Mya is one of the kids who has grown up being able to spend time after school at the Club. When Mya learned of the closing she said 
        "Mom, money doesn't grow on trees but sometimes it grows on roses." 
She had taped her summer clam raking earnings ($152) to a rose she has been preserving since her 11th birthday and asked her mom to bring it to Club. She said, 
        "I know this won't solve the problem but every little bit helps, right?"

These two amazing ladies show the spirit that our community needs to fund a sustainable after school program. We are much stronger and safer if our kids have a safe place to go after school. While the current board is committed to making sure that they do the work to reopen the Club, our community needs to show that we can and will support an after-school program for our kids.



Funding Details

A group of community members opened this fund through South Pacific County Community Foundation to ensure ongoing support of an after school program. 

It costs approximately $200,000 to run an after school program on an annual basis. In donating to this fund, money will only be released once there is at least $100,000 in the fund and an additional $100,000 secured in grants and other funds to operate. If we do not reach that goal, money will be returned to donors. 

Annual donation levels are as follows:

     Martha's Legacy      $10,000 and above
     Corporate Sponsor  $5,000-$9,999
     Business Sponsor    $2000
     Platinum Sponsor    $1000
     Gold Sponsor           $500
     Mya's Club               $152-$500

Annual donations are encouraged. You may make monthly recurring donations. 
The foundation accepts donations from donors who wish to be anonymous. 
Please consider becoming an enduring donor, someone who donates every month, year after year. 

https://spccf.fcsuite.com/erp/donate/create?funit_id=1060

"The greatness of a community is most accurately measured by the compassionate action of its members" Coretta Scott King

x

Friday, October 18, 2019

Keeping Current with Compliance


October 18, 2019
Kathleen Sayce

Think you are fine with your organization’s registrations? Luckily for all of us, there’s some leeway of months to years to get caught up if you let important registrations drop. But why not review it all again, just to be sure, in the local class next week?

The next local class, Let’s Go Legal, is Friday, October 25th, 1-4 p.m. at the Columbia Pacific Heritage Museum. You can sign up on line, or walk in.

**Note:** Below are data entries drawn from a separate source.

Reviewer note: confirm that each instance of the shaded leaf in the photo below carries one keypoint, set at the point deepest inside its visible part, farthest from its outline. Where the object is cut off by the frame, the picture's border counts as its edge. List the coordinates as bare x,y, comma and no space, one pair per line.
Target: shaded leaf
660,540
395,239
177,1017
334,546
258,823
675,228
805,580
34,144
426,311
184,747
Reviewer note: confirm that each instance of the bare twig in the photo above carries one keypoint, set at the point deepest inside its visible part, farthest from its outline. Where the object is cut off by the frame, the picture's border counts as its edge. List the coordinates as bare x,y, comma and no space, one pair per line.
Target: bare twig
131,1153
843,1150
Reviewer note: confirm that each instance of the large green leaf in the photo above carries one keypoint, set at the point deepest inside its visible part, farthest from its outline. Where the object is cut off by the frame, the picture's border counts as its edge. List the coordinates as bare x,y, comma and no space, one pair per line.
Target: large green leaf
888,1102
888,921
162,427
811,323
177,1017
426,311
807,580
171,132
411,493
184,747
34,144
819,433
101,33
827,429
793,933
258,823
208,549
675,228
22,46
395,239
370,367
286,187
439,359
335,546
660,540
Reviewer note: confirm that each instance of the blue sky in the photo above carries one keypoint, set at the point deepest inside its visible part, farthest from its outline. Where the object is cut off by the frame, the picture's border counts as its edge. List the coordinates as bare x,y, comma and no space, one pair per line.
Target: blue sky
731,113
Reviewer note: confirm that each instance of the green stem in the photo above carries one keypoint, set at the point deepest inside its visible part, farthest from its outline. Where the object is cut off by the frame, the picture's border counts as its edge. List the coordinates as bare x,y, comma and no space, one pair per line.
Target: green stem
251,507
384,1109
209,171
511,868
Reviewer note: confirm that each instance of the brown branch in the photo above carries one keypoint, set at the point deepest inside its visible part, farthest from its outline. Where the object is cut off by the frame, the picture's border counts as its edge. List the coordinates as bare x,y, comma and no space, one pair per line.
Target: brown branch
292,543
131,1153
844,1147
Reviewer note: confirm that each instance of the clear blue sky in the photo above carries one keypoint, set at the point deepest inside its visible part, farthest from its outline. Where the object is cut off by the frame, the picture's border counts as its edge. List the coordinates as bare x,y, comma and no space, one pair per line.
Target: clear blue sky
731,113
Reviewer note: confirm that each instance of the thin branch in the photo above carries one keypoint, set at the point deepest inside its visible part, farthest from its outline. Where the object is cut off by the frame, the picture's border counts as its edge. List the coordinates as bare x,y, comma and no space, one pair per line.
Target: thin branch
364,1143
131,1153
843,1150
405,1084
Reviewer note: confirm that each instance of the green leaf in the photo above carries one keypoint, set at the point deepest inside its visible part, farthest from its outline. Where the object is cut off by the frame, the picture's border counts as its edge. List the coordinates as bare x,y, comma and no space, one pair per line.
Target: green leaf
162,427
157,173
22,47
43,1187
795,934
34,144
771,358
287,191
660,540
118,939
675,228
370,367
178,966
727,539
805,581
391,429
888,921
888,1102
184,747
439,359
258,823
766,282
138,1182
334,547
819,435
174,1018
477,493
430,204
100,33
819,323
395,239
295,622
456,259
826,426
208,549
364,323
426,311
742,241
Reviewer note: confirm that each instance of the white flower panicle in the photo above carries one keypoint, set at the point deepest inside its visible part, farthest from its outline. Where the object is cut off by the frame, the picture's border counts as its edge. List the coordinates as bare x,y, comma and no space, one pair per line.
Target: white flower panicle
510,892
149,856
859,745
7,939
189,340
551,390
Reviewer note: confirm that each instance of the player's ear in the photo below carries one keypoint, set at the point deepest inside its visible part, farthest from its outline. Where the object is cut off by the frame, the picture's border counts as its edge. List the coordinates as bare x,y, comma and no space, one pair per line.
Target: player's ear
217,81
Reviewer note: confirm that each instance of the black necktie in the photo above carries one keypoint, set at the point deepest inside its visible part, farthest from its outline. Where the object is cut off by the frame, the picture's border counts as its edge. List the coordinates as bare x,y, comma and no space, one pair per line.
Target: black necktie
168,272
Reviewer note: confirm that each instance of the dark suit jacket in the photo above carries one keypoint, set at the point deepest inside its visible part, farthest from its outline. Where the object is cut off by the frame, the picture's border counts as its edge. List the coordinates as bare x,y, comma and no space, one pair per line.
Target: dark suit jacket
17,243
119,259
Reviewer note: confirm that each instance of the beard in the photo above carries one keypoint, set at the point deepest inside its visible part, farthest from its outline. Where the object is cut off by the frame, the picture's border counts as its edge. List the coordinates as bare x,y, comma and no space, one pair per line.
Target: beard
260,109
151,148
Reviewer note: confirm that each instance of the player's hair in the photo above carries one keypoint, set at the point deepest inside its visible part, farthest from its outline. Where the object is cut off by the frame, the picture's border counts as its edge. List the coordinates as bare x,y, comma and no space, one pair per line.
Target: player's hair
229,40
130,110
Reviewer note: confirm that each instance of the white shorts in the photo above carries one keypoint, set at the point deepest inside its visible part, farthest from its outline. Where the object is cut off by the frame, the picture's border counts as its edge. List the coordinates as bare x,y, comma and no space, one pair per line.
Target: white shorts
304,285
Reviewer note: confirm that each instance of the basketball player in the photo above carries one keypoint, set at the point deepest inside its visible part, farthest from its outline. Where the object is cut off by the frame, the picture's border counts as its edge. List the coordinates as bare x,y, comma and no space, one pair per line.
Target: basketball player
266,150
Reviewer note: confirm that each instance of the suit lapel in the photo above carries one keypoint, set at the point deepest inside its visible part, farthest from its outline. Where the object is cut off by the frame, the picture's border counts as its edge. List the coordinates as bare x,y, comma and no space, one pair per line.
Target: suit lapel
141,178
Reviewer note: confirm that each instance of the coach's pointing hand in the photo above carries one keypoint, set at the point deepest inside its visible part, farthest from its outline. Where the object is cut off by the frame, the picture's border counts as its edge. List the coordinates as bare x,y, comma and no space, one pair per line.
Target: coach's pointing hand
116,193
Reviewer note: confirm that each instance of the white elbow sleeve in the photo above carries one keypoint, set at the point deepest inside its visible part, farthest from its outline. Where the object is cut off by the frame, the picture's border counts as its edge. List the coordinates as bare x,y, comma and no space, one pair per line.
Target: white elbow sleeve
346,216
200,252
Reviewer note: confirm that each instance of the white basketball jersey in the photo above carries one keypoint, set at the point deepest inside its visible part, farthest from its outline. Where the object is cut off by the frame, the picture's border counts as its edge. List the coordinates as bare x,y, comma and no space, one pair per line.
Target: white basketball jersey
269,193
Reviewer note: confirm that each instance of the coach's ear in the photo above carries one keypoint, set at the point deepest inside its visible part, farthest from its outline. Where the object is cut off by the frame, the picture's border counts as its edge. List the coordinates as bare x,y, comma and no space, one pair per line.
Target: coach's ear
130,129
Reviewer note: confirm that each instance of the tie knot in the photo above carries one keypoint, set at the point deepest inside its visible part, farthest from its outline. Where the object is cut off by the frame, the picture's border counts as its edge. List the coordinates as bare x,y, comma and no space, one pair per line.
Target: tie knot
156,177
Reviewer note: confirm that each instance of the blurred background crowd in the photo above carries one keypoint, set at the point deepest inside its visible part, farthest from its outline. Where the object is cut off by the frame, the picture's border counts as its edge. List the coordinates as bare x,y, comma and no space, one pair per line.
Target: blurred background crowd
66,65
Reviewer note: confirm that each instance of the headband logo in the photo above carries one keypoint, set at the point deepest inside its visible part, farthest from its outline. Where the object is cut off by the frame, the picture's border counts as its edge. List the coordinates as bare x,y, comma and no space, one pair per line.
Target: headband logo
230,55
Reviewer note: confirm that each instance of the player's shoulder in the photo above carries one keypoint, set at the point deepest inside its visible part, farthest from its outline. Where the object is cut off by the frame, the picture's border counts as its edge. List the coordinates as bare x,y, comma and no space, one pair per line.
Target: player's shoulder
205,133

The fee is $15 for members of WNP, or $20 for not-yet-members. 

This is a return to the topic of our very first class, three years ago:  Compliance.

Make sure that your organization is properly registered in the state as a nonprofit, as a charity if it takes donations and issues tax receipts, and with the IRS. 

WNP works with Washington Secretary of State on the course material to ensure it is current and accurate, WA SOS also underwrites part of the cost. The speaker can come here because it is also supported by grants from Medina Foundation. Pacific Community Foundation is very grateful that WA SOS and Medina make it possible for them to be taught in person in our community. 

This column could be subtitled “Practice is Never a Waste of Time”. 

When I worked for ShoreBank Pacific, annual recertification in dozens of topics, from safety and security to how to watch for signs of money laundering, was required. The first year was interesting; the next couple of years were annoying, and after that, I understood that if I did not revisit these topics regularly, I would slowly drift away from good practices. Now at a community foundation, I realize that regular reviews are just as important here as they were at the bank. 

At the bank, we had online courses to take, with tests, and certificates, proof that we had done the time. In the nonprofit sector, we are on our own for tests and certificates, but there’s a great resource available for any nonprofit officer or board member, at Washington Nonprofits. For a nominal annual fee, you can watch classes online or attend classes in person where it fits with your schedule. 

The foundation is also helping the Chinook Observer review the list of nonprofit organizations that go in its Giving Back insert, which we hope will come out in late November or early December this year. 

When I reviewed the organizations in last year's insert, checking to see who is still active, I was startled to find some had closed down a decade ago. So I requested the current nonprofits list for Pacific County from the Secretary of State—and I was startled all over again by the organizations that are now gone, and the new ones that have appeared. 

Another discrepancy is those organizations that operate on donations, but are not registered as charities. 

Do your organization a favor. Take this class, then plan to re-take courses regularly, just to make sure you aren’t overlooking something that might be critically important.